Закончив эту работу, попросили Вареньку согреть чаю. Чай был жидкий, не в пример тому, каким Долинина угощал днем начальник штаба. Долинин сказал об этом Терентьеву. Вновь заговорили о плане освобождения Славска, о равнодушии военных к их плану.
— Вот что! Еду к секретарю обкома, — решил вдруг Долинин. — Покажу план ему, пусть рассудит. Пусть будет так, как он скажет.
— Правильно! — поддержал Терентьев. — Говорил я, надо идти выше: с верхов всегда видней.
Долинин распорядился, чтобы машина у Ползункова была к девяти утра на полном ходу и без всяких чтобы капризов; карты и бумаги переложил из полевой сумки в портфель; в подвальчик свой за поздним временем не пошел, спать стал устраиваться здесь же, в райкомовском кабинете, на диване.
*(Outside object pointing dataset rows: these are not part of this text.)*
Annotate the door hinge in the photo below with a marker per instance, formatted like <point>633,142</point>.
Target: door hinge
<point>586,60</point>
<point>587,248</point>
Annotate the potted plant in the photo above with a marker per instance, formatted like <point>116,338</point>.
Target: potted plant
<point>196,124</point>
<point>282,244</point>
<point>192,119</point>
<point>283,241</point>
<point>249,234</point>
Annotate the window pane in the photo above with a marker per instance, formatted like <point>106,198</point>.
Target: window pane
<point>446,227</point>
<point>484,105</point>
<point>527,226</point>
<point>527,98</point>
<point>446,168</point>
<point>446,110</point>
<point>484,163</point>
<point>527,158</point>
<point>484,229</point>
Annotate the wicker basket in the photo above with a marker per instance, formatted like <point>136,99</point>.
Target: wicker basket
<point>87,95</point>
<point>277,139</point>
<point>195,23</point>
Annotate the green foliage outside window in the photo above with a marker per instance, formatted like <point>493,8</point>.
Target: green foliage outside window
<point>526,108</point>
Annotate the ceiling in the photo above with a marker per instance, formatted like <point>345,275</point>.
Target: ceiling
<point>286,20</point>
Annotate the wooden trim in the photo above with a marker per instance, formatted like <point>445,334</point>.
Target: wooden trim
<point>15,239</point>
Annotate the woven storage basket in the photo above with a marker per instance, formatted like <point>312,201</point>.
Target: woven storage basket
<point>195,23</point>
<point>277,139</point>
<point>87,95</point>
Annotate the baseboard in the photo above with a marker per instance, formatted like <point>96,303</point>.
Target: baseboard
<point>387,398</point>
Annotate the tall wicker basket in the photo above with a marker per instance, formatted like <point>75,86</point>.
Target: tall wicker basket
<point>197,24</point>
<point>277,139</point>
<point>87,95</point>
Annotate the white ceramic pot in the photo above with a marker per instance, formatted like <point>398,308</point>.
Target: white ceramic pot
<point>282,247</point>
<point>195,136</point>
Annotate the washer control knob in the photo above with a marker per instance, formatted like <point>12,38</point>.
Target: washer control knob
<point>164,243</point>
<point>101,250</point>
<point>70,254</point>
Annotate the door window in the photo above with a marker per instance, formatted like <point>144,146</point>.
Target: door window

Утром, провожаемый Солдатовым, Пресняковым, Терентьевым и Варенькой, он уехал. Преснякову успел сказать вполголоса:
— Так ты присматривай… что просил-то…
— Насчет Цымбала? Делается уже. Будь спокоен.
ГЛАВА ТРЕТЬЯ
1
Секретарь обкома читал объяснительную записку нескончаемо долго. Он то возвращался к первой странице, то подчеркивал отдельные строчки на страницах в середине; кое-где ставил птички на полях.